A little while later, I was sitting at the table in our apartment, with my brother Donnie pulled up next to me in his wheelchair.
He’d heard my slow, dragging steps coming from downstairs. He’d known it was me. There had been plenty of times before, when I’d come home so late from my job – that other job, the one I’d had a long time ago – and he’d pull the front door open as soon as I reached our floor, so I didn’t have to fumble for my keys.
There’d be time later, I figured. To tell him everything that’d gone on. Not like he didn’t know there’d been something going on. By the time I’d gotten home, he’d had the news on the TV. It was a big local story, with the police starting to search the building floor by floor. The building, Donnie knew, where I used to have my job. A long time ago.
“You okay?” He laid his hand on top of mine. Leaned forward to peer into my face.
“Yeah.” I nodded. “Job’s done.”
Then I laid my head down on the table and burst into tears.

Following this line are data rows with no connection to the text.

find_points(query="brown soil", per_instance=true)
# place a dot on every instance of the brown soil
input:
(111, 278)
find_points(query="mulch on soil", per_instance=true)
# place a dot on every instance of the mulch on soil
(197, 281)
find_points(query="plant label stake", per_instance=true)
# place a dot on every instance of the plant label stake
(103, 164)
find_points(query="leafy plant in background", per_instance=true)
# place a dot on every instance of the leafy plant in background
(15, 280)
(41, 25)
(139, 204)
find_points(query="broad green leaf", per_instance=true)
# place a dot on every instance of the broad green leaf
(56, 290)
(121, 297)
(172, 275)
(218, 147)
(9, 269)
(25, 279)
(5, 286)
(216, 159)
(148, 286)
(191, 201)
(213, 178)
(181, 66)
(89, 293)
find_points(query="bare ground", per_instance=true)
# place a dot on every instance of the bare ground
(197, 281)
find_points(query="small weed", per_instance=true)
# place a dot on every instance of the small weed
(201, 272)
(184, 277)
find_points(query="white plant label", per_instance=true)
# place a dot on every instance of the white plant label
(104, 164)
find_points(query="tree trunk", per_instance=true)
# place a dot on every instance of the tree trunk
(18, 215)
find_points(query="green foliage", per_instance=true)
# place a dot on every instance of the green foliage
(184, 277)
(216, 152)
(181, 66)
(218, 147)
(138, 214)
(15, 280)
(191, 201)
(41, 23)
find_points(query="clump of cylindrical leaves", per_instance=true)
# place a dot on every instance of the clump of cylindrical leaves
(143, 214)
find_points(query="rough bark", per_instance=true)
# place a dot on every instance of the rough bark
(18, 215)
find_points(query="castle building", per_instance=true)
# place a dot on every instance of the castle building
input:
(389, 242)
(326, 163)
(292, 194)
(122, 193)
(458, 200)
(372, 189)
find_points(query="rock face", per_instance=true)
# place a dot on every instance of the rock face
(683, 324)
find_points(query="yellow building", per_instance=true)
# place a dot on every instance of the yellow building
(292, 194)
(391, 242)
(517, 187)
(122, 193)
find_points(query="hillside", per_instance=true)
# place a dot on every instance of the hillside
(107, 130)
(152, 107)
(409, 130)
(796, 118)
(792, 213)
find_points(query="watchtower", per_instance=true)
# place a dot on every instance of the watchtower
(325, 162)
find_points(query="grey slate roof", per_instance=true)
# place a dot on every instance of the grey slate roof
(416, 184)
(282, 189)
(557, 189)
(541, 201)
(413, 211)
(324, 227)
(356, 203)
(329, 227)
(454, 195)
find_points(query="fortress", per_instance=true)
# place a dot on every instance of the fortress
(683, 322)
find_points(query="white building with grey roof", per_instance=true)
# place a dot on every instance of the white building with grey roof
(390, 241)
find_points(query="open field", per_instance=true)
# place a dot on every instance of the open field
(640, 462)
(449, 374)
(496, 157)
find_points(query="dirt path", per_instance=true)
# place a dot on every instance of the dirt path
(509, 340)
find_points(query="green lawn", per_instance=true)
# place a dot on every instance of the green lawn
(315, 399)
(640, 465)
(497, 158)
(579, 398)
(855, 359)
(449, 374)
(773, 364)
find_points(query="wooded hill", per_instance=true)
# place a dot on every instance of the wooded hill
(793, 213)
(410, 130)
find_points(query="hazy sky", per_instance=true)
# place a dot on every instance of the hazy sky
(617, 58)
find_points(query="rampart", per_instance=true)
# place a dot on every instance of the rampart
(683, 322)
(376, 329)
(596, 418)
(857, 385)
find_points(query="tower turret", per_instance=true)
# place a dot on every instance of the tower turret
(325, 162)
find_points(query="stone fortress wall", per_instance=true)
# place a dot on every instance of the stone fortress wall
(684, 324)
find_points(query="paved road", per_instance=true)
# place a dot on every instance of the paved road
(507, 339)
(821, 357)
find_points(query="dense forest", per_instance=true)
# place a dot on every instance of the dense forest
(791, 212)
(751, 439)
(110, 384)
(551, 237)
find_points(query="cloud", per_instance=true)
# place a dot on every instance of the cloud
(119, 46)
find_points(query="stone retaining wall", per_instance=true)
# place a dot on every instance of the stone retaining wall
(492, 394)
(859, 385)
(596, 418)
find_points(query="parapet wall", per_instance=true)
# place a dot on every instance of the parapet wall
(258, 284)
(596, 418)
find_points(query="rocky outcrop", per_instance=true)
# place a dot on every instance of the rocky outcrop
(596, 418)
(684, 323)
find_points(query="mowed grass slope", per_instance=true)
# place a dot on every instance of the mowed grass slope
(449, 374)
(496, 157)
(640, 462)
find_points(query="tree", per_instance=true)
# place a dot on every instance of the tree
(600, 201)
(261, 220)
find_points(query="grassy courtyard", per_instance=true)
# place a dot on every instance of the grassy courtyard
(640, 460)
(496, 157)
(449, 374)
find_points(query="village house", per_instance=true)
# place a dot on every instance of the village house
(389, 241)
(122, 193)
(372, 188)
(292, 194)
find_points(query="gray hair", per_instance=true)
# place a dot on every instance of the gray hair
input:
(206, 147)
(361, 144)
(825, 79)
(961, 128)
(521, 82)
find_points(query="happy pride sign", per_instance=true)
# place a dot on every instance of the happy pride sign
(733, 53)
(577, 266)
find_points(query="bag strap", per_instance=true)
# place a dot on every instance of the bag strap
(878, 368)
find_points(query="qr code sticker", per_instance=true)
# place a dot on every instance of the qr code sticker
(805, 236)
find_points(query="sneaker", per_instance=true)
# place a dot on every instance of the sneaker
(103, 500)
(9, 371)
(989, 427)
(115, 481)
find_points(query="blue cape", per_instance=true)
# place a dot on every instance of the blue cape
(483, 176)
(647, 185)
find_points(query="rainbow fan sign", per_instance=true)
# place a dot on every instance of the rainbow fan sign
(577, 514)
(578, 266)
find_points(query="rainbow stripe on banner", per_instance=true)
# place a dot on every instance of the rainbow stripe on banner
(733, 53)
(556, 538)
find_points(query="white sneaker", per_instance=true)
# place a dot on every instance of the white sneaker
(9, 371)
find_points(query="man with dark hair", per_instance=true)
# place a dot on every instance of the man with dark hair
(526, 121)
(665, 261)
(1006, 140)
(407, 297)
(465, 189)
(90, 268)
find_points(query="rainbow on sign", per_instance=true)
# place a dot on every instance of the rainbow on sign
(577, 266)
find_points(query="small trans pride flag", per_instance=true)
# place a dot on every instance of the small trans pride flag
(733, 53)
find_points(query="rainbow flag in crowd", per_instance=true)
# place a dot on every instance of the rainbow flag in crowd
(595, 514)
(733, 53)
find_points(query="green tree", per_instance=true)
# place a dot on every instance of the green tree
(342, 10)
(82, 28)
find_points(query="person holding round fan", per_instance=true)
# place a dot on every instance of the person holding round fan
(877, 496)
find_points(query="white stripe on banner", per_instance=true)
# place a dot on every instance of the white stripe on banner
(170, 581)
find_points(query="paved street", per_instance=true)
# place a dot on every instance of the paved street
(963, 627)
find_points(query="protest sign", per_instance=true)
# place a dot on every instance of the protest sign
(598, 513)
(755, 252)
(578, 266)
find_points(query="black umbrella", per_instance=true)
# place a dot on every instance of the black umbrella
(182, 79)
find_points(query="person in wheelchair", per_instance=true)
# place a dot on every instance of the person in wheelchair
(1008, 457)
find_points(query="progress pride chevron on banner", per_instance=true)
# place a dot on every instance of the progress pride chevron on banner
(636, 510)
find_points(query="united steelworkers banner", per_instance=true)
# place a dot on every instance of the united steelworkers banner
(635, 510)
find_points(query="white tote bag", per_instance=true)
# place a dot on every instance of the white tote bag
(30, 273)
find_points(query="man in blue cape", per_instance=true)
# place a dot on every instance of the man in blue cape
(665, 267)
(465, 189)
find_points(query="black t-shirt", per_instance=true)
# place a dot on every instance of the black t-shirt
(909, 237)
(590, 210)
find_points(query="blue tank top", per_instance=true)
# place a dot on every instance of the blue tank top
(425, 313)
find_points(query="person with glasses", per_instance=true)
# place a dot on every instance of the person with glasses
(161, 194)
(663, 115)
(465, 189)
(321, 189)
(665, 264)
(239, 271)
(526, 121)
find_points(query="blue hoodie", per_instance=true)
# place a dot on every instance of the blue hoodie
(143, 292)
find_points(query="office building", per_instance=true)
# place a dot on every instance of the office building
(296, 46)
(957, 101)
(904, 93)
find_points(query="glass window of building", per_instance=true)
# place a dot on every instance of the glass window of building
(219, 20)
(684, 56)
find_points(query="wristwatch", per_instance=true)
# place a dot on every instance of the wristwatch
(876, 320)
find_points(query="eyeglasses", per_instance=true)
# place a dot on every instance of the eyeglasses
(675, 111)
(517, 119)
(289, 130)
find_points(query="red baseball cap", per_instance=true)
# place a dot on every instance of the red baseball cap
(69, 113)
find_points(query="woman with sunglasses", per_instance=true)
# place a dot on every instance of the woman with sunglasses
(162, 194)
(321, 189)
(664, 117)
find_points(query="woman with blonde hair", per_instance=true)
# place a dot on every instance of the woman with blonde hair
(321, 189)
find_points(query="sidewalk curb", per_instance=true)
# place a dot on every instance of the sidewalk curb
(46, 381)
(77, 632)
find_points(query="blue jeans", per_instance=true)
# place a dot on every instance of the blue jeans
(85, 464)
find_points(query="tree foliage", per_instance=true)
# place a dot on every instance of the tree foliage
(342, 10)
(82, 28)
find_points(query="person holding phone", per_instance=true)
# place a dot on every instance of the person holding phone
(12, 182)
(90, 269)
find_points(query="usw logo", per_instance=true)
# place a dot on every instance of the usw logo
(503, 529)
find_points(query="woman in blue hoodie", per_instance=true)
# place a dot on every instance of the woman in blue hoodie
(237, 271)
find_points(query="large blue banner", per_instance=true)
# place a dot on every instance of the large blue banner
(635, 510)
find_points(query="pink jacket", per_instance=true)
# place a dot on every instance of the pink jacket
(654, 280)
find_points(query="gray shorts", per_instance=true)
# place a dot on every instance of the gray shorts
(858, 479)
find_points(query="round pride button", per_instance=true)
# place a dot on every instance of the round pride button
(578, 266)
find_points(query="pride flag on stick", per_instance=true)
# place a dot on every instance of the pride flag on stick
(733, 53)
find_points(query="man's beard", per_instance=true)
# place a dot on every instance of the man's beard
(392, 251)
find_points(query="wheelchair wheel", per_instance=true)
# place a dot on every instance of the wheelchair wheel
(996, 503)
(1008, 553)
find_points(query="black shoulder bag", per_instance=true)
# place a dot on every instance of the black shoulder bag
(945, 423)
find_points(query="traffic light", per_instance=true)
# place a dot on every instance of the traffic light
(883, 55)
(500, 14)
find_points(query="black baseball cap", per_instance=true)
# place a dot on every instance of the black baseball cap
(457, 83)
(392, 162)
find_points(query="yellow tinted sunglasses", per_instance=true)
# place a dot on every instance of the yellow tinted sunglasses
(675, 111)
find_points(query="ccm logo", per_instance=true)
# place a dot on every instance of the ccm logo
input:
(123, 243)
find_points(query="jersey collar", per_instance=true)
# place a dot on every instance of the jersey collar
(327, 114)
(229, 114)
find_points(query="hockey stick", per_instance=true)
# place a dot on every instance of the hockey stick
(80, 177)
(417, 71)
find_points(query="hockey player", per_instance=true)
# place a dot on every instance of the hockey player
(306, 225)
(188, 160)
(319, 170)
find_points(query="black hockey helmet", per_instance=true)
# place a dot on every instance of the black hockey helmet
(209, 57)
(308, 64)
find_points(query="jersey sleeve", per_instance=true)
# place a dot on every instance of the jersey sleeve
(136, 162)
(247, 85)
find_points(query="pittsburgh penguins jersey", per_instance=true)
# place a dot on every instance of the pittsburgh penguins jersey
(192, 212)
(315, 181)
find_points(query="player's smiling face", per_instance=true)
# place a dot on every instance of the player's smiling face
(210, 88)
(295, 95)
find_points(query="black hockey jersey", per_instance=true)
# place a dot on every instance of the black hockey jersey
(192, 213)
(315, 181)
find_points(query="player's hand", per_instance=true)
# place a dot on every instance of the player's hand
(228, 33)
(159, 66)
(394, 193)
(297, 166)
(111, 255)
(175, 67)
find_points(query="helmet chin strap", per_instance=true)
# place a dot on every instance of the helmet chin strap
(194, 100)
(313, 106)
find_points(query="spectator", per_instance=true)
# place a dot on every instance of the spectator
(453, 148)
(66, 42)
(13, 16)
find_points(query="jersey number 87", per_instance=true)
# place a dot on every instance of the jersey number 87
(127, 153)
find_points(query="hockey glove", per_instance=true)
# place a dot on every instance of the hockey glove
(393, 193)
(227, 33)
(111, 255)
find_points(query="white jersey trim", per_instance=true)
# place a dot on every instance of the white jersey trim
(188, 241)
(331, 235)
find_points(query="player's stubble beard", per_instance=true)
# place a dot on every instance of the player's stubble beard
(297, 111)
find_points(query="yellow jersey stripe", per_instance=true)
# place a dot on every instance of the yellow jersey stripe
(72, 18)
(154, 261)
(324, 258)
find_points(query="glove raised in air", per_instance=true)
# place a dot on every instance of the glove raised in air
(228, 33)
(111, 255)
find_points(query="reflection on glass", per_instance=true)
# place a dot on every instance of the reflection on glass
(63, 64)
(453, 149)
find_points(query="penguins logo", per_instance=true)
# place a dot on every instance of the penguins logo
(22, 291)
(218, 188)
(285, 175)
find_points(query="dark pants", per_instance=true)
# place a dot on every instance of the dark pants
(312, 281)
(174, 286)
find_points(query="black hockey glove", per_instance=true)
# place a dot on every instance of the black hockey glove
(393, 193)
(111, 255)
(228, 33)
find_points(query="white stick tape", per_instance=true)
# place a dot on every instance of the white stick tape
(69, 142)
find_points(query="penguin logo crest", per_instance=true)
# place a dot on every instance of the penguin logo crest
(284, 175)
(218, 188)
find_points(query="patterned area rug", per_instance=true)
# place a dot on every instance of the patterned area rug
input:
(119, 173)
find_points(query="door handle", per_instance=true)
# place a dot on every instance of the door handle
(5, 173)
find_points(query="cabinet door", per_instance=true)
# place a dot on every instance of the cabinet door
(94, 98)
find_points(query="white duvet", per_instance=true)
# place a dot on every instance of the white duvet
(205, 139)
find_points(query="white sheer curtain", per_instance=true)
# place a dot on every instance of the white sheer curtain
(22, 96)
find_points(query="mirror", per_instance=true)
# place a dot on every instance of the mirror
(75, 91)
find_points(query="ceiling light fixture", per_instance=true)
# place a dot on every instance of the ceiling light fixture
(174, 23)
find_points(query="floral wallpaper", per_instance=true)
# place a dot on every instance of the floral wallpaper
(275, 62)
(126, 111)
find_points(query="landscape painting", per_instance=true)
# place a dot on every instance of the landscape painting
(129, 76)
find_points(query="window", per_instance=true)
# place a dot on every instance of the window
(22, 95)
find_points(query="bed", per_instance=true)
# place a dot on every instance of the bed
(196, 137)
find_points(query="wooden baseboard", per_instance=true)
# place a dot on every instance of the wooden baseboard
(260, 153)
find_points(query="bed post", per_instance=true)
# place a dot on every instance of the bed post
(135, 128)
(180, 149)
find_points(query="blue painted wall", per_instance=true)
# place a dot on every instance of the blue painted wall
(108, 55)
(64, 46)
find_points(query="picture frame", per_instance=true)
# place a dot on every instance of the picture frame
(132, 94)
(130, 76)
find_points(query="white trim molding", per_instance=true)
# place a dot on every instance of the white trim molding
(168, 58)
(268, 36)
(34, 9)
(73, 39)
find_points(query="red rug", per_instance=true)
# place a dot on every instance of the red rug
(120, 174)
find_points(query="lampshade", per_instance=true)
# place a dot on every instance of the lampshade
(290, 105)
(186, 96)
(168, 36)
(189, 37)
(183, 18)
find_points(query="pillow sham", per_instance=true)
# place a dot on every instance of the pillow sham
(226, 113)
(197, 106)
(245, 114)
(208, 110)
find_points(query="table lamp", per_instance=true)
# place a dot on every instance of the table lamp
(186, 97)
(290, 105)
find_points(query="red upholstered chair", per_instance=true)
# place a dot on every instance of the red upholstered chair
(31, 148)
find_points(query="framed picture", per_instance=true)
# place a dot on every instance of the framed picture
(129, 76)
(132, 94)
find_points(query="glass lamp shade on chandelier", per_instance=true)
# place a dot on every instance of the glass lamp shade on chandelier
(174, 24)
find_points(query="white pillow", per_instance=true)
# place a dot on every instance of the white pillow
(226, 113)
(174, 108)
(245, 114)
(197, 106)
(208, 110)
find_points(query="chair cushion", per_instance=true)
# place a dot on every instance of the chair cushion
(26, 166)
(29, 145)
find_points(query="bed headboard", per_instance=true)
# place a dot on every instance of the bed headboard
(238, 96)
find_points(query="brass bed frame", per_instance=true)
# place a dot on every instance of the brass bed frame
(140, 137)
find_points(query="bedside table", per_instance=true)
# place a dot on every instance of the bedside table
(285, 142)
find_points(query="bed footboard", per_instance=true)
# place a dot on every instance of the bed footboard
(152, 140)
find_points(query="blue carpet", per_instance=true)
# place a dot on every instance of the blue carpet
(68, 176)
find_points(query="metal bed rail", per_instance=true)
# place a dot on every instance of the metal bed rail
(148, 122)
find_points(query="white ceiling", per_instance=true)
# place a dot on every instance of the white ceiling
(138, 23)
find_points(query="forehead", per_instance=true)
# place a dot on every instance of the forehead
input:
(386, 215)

With deep, racking sobs, my face buried in my arms as Donnie stroked my hair.
“It’s okay, Kimmie –”
“No, it’s not. It’s not.” I raised my head and wiped my nose with my jacket sleeve. “I don’t even
like
guns. And now I’ve got one with me all the time. And I’m doing stuff with it that I never thought I’d have to do.” I shook my head. “I don’t even know how I got here. It’s not like it’s someplace I ever wanted to be.”
Donnie sat back and gravely regarded me. “Kimmie –”
I finished rubbing my red, wet face. “What, honey?”
“When you came to get me . . . I was really glad you did. I knew if I just waited long enough, you’d be there.”
I didn’t even know which time he was talking about. Whether it was that stupid amusement park, or when we’d gotten split up when we were kids. But somewhere that little girl was still trudging head-down through that snowstorm. She always would be.